On Thursday, Roberts presented House Bill 301 to the crime prevention and public safety committee. It would give the governor power to appoint a special prosecutor to the St. Louis Circuit Attorney’s Office to handle most cases involving violent crime if he determines there’s a public health and safety threat in the city of St. Louis. The special prosecutor would hold this role for five years. The state would provide a budget, and that person would be able to hire up to 15 assistant special prosecuting attorneys and other staff members.

“The amendment is going to give you a threshold of 35 homicide cases in the previous 12 months for every 100,000 population,” said Roberts. “So that would be the trigger point. At that point, the governor may look to make an appointment. The amendment will create a prosecutors appointment committee. The governor would then ask that committee, which would be made up of prosecutors to give him a name of a special prosecutor and then the governor could make that appointment. If the committee fails to make that recommendation in 30 days, the governor then can make his own appointment.”

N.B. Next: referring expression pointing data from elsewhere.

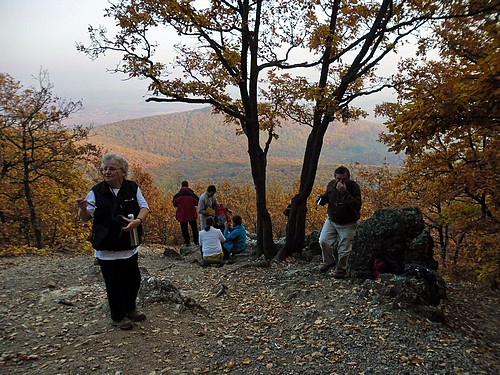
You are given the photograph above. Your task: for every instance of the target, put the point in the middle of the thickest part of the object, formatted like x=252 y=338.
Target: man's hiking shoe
x=325 y=268
x=136 y=316
x=340 y=276
x=124 y=324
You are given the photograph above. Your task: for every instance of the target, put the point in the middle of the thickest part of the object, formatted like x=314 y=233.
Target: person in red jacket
x=186 y=202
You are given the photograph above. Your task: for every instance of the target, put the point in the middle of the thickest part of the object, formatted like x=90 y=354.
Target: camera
x=319 y=200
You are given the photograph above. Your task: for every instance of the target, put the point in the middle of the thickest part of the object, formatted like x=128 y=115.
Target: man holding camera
x=343 y=196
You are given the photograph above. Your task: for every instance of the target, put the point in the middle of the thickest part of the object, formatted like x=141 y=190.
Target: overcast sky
x=38 y=34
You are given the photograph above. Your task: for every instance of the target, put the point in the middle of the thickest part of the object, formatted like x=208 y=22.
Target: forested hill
x=189 y=142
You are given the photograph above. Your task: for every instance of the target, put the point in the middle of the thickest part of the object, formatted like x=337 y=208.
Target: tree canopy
x=39 y=158
x=262 y=61
x=446 y=121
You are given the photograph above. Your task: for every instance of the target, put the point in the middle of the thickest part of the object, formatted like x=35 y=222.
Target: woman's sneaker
x=124 y=324
x=136 y=315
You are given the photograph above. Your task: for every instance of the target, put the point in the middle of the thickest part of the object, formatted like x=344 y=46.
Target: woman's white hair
x=118 y=158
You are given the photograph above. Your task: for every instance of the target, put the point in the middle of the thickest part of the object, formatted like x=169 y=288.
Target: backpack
x=222 y=215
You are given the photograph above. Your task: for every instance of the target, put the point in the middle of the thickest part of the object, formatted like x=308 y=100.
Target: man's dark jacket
x=343 y=207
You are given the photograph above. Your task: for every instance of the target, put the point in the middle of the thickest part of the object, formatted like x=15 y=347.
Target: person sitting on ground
x=236 y=237
x=222 y=216
x=210 y=243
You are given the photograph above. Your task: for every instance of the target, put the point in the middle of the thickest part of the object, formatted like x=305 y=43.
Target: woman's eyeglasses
x=109 y=169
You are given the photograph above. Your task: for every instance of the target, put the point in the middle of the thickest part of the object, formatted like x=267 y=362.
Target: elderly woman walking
x=118 y=210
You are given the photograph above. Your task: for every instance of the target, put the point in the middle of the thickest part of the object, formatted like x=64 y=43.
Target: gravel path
x=285 y=319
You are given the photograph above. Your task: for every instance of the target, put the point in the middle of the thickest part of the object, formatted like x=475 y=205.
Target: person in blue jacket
x=236 y=237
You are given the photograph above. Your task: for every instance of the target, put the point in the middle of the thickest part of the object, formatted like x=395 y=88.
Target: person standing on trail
x=343 y=197
x=207 y=205
x=118 y=210
x=186 y=202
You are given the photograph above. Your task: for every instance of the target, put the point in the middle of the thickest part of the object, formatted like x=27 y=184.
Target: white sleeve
x=90 y=198
x=141 y=200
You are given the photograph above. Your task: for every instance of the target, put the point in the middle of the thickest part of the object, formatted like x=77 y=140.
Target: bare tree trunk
x=296 y=227
x=258 y=162
x=34 y=222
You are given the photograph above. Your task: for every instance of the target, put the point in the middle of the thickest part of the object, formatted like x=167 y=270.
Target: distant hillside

The Circuit Attorney’s Office sent a statement Thursday afternoon in response to the legislation:

HB301 is a political gesture based entirely on unfounded premises. The notion that anything presented in the bill will improve our violent crime situation is ridiculous. It defies logic to think the creation of a duplicative department that’s totally devoid of the relationships, institutional knowledge, criminal justice partnerships, and experience required to prosecute these complex cases would do anything to curb crime.

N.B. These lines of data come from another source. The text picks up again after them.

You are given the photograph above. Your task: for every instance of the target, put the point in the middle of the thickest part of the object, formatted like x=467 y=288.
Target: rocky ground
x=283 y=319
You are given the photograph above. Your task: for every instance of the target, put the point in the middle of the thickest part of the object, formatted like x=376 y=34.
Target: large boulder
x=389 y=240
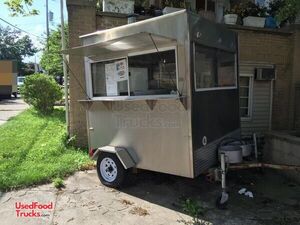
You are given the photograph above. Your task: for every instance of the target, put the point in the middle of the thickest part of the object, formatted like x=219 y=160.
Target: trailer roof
x=176 y=27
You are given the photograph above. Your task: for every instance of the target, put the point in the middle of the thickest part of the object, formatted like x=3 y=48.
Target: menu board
x=115 y=72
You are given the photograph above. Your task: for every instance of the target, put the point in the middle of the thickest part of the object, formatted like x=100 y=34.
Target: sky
x=34 y=24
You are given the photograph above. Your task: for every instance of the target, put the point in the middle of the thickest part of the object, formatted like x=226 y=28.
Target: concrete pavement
x=152 y=198
x=10 y=108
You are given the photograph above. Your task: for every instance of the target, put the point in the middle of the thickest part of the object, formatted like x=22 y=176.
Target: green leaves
x=52 y=60
x=13 y=46
x=41 y=91
x=21 y=7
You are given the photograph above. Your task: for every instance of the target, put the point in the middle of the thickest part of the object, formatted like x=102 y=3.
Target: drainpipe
x=63 y=47
x=219 y=10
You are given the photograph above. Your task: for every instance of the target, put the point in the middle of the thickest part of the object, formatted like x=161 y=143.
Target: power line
x=19 y=28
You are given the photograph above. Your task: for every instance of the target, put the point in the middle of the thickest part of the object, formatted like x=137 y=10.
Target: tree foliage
x=14 y=46
x=41 y=91
x=21 y=7
x=51 y=59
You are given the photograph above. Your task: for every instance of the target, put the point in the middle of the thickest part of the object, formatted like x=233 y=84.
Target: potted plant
x=254 y=15
x=231 y=15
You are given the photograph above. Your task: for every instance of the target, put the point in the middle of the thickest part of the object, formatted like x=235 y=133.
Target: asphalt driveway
x=154 y=198
x=10 y=108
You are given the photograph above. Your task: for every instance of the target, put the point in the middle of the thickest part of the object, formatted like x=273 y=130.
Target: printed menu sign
x=111 y=83
x=115 y=72
x=121 y=71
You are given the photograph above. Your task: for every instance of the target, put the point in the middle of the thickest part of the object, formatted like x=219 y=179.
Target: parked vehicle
x=8 y=78
x=161 y=94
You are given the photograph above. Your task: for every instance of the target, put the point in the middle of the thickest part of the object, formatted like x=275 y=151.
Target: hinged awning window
x=127 y=43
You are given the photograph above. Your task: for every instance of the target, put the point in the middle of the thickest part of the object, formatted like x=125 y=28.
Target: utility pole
x=63 y=47
x=47 y=22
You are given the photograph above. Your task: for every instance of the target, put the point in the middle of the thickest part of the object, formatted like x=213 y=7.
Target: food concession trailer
x=161 y=94
x=8 y=78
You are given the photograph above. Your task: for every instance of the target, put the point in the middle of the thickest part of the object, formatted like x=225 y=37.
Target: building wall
x=276 y=48
x=82 y=20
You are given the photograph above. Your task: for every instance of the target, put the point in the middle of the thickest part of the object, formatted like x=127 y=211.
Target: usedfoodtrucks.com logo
x=34 y=209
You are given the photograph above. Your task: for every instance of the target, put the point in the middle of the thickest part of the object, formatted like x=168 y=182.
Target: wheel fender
x=121 y=152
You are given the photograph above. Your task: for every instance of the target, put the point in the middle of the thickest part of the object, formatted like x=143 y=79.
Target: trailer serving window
x=214 y=69
x=144 y=73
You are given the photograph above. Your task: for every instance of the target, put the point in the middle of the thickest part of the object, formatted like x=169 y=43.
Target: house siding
x=260 y=116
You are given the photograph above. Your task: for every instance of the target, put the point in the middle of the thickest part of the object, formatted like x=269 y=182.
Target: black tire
x=219 y=205
x=121 y=172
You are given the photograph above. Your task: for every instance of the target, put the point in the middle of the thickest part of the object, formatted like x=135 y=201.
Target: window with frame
x=214 y=68
x=245 y=96
x=152 y=73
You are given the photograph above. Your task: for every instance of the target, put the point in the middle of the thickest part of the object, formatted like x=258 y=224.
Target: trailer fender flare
x=121 y=152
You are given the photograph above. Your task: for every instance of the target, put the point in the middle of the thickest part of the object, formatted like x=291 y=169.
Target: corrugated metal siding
x=261 y=100
x=206 y=157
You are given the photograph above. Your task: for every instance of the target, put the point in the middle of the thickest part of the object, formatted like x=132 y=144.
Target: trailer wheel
x=110 y=170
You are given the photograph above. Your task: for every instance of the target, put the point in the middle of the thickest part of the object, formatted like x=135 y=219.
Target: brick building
x=269 y=104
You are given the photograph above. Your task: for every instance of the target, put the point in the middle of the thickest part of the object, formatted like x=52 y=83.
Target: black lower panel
x=214 y=114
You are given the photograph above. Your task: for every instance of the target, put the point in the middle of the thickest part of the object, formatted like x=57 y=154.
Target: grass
x=33 y=150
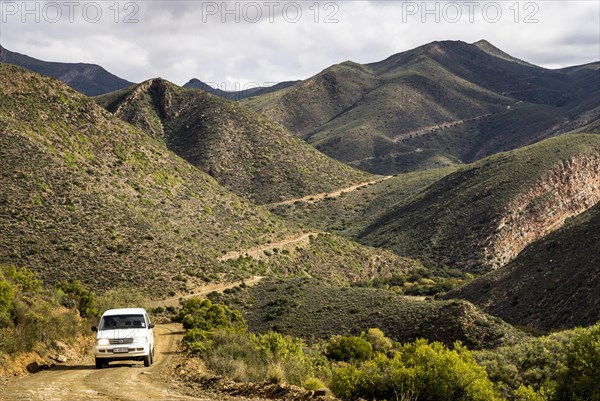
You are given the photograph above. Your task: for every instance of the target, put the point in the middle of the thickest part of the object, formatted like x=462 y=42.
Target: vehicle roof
x=125 y=311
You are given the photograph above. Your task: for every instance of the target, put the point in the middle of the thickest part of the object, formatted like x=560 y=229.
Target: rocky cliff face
x=566 y=191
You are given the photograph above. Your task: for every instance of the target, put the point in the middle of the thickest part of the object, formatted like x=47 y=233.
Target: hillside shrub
x=201 y=318
x=348 y=349
x=31 y=318
x=76 y=296
x=581 y=379
x=418 y=370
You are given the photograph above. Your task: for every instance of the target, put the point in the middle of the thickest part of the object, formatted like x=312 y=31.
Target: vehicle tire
x=148 y=359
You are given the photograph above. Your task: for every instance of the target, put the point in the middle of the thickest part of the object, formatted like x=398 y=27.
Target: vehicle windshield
x=115 y=322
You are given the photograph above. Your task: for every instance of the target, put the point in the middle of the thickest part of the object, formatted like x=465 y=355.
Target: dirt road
x=318 y=197
x=125 y=381
x=202 y=290
x=259 y=251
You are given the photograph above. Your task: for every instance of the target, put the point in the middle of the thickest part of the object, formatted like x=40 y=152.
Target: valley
x=337 y=236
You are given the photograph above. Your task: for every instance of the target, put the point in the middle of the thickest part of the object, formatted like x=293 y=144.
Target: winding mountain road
x=125 y=381
x=334 y=194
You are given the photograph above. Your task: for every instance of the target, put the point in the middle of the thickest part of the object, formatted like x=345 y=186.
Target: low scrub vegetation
x=32 y=318
x=35 y=318
x=373 y=367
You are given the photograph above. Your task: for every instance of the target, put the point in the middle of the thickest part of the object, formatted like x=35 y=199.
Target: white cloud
x=179 y=40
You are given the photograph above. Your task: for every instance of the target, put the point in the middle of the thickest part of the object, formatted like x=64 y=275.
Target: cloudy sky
x=234 y=43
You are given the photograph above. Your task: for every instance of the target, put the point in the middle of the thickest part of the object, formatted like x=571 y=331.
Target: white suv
x=124 y=334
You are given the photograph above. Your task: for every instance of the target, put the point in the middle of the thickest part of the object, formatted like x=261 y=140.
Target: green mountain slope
x=552 y=284
x=433 y=106
x=85 y=195
x=482 y=216
x=242 y=150
x=312 y=309
x=352 y=212
x=89 y=79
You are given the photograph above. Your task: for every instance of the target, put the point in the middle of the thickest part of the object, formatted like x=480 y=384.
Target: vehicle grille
x=118 y=341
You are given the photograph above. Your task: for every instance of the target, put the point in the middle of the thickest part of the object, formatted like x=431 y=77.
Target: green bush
x=526 y=393
x=419 y=370
x=7 y=295
x=349 y=349
x=581 y=379
x=257 y=357
x=200 y=317
x=378 y=340
x=78 y=297
x=197 y=313
x=31 y=318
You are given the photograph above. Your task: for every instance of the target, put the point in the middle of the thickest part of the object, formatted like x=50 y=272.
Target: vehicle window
x=115 y=322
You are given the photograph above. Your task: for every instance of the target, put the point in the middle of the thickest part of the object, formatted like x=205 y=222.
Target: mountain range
x=496 y=167
x=242 y=150
x=439 y=104
x=89 y=79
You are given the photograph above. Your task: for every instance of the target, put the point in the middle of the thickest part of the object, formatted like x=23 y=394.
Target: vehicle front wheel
x=148 y=359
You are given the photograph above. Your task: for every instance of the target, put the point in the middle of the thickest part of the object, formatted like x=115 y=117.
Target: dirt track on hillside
x=334 y=194
x=203 y=290
x=121 y=381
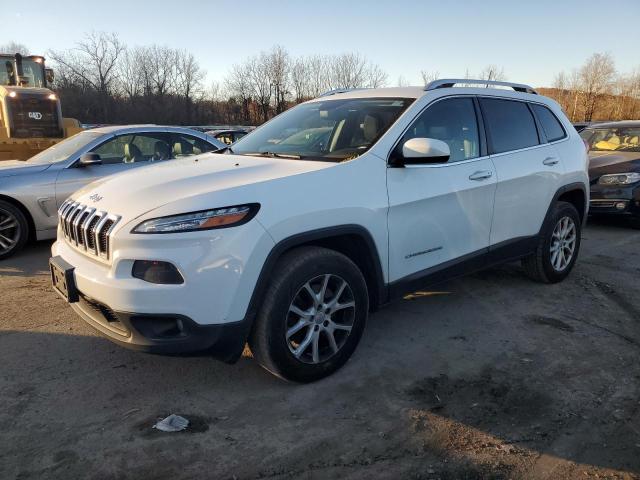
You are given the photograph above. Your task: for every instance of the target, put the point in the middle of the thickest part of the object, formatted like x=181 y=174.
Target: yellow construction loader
x=30 y=114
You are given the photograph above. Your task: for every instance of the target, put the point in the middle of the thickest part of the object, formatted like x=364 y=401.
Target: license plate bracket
x=62 y=279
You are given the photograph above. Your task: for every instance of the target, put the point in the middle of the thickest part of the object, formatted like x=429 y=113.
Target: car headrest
x=161 y=151
x=370 y=127
x=182 y=148
x=132 y=153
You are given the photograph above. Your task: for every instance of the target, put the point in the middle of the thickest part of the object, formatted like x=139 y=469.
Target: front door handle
x=481 y=175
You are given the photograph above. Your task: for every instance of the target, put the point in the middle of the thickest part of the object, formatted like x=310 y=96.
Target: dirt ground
x=490 y=376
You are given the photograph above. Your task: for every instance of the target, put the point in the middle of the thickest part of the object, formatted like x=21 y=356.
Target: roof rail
x=339 y=90
x=451 y=82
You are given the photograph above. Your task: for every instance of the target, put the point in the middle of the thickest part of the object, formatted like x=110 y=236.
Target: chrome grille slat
x=86 y=228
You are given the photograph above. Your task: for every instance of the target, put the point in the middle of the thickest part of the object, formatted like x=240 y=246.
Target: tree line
x=102 y=80
x=597 y=91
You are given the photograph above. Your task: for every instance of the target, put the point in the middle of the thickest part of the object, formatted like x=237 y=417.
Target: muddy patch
x=550 y=322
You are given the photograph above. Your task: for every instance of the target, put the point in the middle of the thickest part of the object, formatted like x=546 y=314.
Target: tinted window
x=510 y=124
x=453 y=121
x=329 y=129
x=550 y=124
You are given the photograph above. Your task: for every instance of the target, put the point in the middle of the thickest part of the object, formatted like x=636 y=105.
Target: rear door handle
x=481 y=175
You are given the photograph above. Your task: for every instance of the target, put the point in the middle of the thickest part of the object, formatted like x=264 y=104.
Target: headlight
x=202 y=220
x=620 y=179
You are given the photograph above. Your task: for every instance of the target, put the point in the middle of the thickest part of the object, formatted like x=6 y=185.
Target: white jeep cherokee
x=323 y=214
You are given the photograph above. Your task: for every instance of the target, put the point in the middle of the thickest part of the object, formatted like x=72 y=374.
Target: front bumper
x=208 y=313
x=622 y=200
x=167 y=334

Addressing the causes of violent crime is an urgent priority and should be a focus for our entire region. The Circuit Attorney’s Office welcomes the opportunity to work with legislators with legitimate proposals to address it.

Supporters of the measure, including Secretary of State Jay Ashcroft, spoke at the hearing.

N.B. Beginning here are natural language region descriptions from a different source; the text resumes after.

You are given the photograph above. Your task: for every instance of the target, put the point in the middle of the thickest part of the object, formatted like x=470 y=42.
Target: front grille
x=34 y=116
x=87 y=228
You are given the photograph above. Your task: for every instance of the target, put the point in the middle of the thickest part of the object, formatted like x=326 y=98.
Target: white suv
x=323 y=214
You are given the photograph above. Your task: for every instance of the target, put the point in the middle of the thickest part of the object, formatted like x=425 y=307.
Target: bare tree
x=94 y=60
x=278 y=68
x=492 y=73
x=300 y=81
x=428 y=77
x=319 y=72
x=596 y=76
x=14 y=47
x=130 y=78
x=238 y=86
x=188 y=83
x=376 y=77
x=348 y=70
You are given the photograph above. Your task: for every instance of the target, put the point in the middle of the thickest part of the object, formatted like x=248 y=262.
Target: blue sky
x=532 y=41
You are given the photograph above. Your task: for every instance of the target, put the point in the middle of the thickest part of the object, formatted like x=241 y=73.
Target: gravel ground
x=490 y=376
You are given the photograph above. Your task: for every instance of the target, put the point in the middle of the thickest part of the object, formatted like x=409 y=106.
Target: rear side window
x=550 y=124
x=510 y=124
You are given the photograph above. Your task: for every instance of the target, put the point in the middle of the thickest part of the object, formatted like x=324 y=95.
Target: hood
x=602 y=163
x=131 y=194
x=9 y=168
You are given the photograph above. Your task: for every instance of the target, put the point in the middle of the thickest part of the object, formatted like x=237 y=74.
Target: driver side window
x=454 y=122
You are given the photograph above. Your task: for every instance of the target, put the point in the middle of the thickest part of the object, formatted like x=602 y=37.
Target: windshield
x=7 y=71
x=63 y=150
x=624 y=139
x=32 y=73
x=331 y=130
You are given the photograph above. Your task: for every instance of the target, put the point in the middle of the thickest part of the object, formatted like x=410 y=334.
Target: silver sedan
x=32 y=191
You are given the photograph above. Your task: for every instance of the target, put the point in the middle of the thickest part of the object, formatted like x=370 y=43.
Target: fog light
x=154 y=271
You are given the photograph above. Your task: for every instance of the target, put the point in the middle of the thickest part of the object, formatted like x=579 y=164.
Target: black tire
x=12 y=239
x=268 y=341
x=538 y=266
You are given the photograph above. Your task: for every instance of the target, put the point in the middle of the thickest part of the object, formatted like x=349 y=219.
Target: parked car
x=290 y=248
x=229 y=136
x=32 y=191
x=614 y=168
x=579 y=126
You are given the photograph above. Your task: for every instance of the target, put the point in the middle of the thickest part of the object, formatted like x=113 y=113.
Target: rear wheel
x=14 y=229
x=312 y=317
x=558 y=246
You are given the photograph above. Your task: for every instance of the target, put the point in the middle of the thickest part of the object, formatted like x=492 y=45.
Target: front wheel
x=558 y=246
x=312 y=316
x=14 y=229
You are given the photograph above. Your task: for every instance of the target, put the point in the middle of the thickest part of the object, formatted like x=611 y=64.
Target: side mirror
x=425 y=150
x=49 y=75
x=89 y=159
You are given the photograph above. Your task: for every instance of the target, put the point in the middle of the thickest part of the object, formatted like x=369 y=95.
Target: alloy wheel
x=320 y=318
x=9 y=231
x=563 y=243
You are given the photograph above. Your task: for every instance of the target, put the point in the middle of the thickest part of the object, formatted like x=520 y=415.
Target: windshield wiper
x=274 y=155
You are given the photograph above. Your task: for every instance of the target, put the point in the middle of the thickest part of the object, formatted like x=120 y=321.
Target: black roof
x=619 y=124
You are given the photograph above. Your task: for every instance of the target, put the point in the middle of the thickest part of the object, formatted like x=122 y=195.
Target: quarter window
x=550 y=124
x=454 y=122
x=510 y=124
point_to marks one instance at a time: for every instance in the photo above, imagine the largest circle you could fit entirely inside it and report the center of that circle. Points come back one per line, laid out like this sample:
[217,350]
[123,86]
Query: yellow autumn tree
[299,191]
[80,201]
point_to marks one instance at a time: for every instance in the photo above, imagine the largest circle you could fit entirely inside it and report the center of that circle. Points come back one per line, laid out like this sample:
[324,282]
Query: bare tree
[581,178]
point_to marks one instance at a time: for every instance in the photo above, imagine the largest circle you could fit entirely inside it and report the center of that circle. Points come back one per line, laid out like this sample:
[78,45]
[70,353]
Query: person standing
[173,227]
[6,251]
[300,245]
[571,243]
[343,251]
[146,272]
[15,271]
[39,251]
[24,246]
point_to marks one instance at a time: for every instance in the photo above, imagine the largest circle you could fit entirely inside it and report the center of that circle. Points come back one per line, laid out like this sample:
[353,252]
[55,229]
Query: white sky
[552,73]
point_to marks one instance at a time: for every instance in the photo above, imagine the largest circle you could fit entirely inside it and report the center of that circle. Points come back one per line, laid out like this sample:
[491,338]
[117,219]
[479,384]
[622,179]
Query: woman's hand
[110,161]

“We need to make sure that when individuals commit crimes that they are prosecuted. We also need to make sure that there are criminals, [if] all they’re going to do is commit crimes when they’re free, we need to put them in jail,” said Ashcroft.

“There’s been a lot of incidents in the St. louis city area. Most recently, a lot of carjackings happening on our parking lots. We are very concerned for our customers and our employees,” said David Overfelt, director of the Missouri Tire Industry Association and lobbyist for the Missouri Grocers Association. “We need help. I don’t know what the solution is. 301 has a lot of starting points, a lot of things. But I’m telling you we do need help in this region right now.”

SLMPD says as of January 11, 2023, the number of pending arrest warrants (PAW) at the Circuit Attorney’s Office is 4,422. Lawmakers argue this is unacceptable in helping to reduce violence in the St. Louis area.

“Most prosecutors are local, but it might be something the city needs,” said Anders Walker, law professor at St. Louis University School of Law. “I think everyone in St. Louis is worried about crime and I think the state of Missouri is worried about crime. A lot of investors come to St. Louis, and if St. Louis gets a bad reputation, people leave. That’s something the governor might want to do something about.”

The bill also has an amendment that tackles holding juveniles accountable when it comes to certain violent crimes. If a person knowingly possesses a firearm and is under the age of 18 or not accompanied by an adult 21 years or older, that person could be charged with unlawful possession.

“This is great news because Missouri has been opposed to gun regulations, but now after a crime wave, we’re finally seeing some talk about stiffer penalties for in this case minors with firearms,” said Walker.